Justice Tsanga agreed with Mr Biti saying an examination of changes in prescriptive periods involving actions against the police from other legal systems bear testimony to the fact that over the years dynamic changes which accord with equal protection before the law have infiltrated “this sphere of restrictive protections”.

“The trend has shifted in favour of subjecting State institutions like the police to time periods which generally accord with everyone else,” said Justice Tsanga.

Justice Tsanga ruled that the prescription that arose from the failure to sue police within the stipulated time period, meant that those with genuine claims are denied legal recourse and their rights to access courts are violated.

The Judge said there was no reason why the general three-year prescription period for ordinary debts as contained in the Prescription Act should not govern claims against the police.

She also noted that the provision being of colonial legacy was influenced by the need to keep claims against the police in check, in view of the repressive policies at the time.

Since independence, Justice Tsanga said, many laws were reformed or challenged constitutionally while others remained intact.

The specific provision therefore, embodies “legislative lag”.

Justice Tsanga said with the coming in of the new Constitution in 2013, an unprecedented number of civil and political liberties had been introduced to keep the State accountable.

“The tenets of the new Constitution commit the State to fostering a new era of people-centred constitutionalism,” she said. “Core to constitutionalism is regulating all forms of public power.

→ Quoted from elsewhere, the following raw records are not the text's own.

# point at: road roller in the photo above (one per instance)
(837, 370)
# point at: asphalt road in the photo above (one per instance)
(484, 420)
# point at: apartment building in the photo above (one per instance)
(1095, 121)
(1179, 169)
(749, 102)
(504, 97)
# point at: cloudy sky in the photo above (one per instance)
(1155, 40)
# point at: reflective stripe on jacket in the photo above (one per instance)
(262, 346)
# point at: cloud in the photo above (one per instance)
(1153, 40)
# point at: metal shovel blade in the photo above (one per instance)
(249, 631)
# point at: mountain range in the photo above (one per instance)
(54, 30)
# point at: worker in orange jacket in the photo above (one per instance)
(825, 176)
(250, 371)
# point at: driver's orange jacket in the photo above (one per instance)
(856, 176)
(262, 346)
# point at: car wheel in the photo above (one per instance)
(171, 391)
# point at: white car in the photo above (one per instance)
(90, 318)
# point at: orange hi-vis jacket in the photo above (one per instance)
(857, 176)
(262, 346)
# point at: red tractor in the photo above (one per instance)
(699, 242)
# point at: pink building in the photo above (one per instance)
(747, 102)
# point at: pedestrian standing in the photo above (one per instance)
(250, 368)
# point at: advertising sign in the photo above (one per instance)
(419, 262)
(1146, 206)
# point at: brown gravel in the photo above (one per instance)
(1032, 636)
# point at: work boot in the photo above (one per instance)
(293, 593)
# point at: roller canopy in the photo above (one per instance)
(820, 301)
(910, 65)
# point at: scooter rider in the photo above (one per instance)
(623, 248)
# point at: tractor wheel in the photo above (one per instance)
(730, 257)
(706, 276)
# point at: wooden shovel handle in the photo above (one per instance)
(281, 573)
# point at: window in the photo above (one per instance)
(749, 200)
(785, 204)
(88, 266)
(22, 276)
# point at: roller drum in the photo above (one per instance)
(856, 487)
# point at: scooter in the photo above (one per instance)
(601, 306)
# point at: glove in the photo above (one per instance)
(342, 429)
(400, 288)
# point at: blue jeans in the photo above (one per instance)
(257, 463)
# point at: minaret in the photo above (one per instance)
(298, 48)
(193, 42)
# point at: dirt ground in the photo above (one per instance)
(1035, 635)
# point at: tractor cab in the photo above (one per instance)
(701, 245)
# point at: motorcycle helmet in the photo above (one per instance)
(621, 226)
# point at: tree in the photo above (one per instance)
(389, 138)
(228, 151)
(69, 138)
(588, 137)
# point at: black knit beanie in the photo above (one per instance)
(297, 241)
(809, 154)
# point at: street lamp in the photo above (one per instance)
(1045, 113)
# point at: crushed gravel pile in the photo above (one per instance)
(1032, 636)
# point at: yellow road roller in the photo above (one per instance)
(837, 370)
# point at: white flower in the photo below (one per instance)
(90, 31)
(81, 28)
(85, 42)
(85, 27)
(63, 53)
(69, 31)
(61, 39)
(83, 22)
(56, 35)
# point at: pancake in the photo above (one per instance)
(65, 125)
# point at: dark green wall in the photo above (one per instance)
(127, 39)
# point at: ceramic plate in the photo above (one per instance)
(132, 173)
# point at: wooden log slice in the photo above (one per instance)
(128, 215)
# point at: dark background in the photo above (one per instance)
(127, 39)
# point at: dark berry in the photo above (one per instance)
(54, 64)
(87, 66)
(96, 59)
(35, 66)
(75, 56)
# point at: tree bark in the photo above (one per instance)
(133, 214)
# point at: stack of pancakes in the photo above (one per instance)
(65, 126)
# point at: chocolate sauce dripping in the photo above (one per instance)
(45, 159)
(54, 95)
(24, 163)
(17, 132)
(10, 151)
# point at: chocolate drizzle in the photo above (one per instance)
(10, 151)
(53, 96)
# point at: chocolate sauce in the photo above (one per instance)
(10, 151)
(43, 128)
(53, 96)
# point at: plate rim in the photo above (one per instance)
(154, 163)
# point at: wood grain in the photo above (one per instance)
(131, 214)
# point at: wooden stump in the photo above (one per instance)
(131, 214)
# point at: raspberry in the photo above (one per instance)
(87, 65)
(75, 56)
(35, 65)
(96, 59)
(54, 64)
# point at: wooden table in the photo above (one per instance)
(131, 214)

It is therefore vital that as courts we do not confine our sense of vigilant scrutiny of constitutionally deficient legislation to only those issues often brought by political elites that have tended to dominate the courts such as those centred on participation in and outcome of elections, or media discourses.”

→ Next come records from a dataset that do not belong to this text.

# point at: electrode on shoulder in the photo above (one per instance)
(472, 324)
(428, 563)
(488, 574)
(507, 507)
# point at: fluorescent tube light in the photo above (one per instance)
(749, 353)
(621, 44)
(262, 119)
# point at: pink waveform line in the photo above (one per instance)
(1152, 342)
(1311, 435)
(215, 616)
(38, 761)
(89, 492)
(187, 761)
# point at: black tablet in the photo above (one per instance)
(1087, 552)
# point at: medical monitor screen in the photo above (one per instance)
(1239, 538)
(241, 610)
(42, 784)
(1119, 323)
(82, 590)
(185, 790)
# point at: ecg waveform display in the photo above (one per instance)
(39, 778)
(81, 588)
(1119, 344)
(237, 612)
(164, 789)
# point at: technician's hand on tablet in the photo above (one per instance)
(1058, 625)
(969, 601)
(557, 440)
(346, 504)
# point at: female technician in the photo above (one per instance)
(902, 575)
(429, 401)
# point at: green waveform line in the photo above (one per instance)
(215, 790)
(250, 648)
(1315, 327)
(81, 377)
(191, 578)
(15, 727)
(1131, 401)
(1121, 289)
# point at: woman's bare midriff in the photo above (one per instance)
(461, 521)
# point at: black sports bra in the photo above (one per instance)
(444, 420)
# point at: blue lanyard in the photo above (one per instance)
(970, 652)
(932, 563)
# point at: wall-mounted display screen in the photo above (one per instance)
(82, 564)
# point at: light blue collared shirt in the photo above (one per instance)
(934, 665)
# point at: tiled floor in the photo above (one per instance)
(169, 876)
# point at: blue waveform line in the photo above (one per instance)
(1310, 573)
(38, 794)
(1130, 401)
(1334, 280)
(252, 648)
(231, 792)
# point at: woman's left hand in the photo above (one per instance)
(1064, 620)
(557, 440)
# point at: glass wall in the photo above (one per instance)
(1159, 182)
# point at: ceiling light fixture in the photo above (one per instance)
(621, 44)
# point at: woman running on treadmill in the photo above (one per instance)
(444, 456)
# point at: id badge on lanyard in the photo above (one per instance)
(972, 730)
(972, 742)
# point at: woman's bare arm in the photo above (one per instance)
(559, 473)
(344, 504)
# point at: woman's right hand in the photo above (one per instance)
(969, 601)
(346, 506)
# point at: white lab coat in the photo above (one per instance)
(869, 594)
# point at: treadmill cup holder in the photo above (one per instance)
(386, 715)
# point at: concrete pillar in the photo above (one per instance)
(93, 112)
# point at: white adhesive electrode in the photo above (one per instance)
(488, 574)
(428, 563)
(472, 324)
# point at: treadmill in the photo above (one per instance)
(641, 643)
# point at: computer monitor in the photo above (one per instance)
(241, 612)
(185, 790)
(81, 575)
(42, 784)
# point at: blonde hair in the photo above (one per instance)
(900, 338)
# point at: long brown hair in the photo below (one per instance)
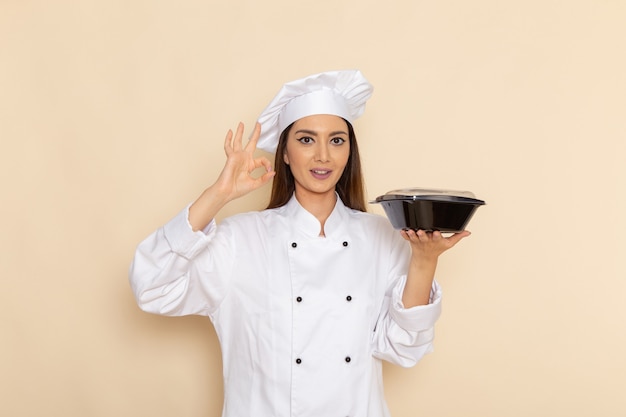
(350, 186)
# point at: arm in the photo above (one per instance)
(173, 272)
(234, 181)
(425, 251)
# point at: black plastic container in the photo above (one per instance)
(429, 209)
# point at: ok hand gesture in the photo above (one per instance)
(235, 180)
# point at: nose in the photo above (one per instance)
(322, 153)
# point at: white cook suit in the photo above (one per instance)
(303, 320)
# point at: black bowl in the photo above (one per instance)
(428, 209)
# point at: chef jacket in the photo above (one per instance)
(303, 320)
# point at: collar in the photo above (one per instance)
(307, 223)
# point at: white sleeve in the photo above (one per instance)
(404, 335)
(175, 272)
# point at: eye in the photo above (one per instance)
(305, 140)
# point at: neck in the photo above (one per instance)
(319, 205)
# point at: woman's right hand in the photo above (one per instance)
(235, 180)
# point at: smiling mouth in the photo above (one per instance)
(321, 173)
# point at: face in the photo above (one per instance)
(317, 152)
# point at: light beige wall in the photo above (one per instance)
(112, 115)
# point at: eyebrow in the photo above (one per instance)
(314, 133)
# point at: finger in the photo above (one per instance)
(237, 143)
(455, 238)
(436, 235)
(228, 142)
(254, 137)
(263, 162)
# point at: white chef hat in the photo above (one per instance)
(340, 93)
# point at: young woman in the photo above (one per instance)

Justice Tsanga referred her decision to the Constitutional Court for confirmation in terms of Section 175 of the Constitution.

The Section provides that where a court makes an order concerning the constitutional invalidity of any law, such order has no force and effect unless it is confirmed by the highest court in the land.

Nyika and Tobaiwa were among passengers travelling from Harare to Karoi when the incident occurred near Banket in July 2013.

The two approached the High Court to invalidate Section 70 of the Act that impeded them from instituting their more than $1 million lawsuit for damages.

They asked the court to scrap the section arguing that it is unconstitutional and discriminatory.

But the police who were represented by Mr Daniel Mambo of the Attorney General’s Office opposed the application arguing the section was constitutional and the two should have brought their action within the prescribed period.

He said police dealt with high volume of litigation hence the need to dispose of the matters timeously.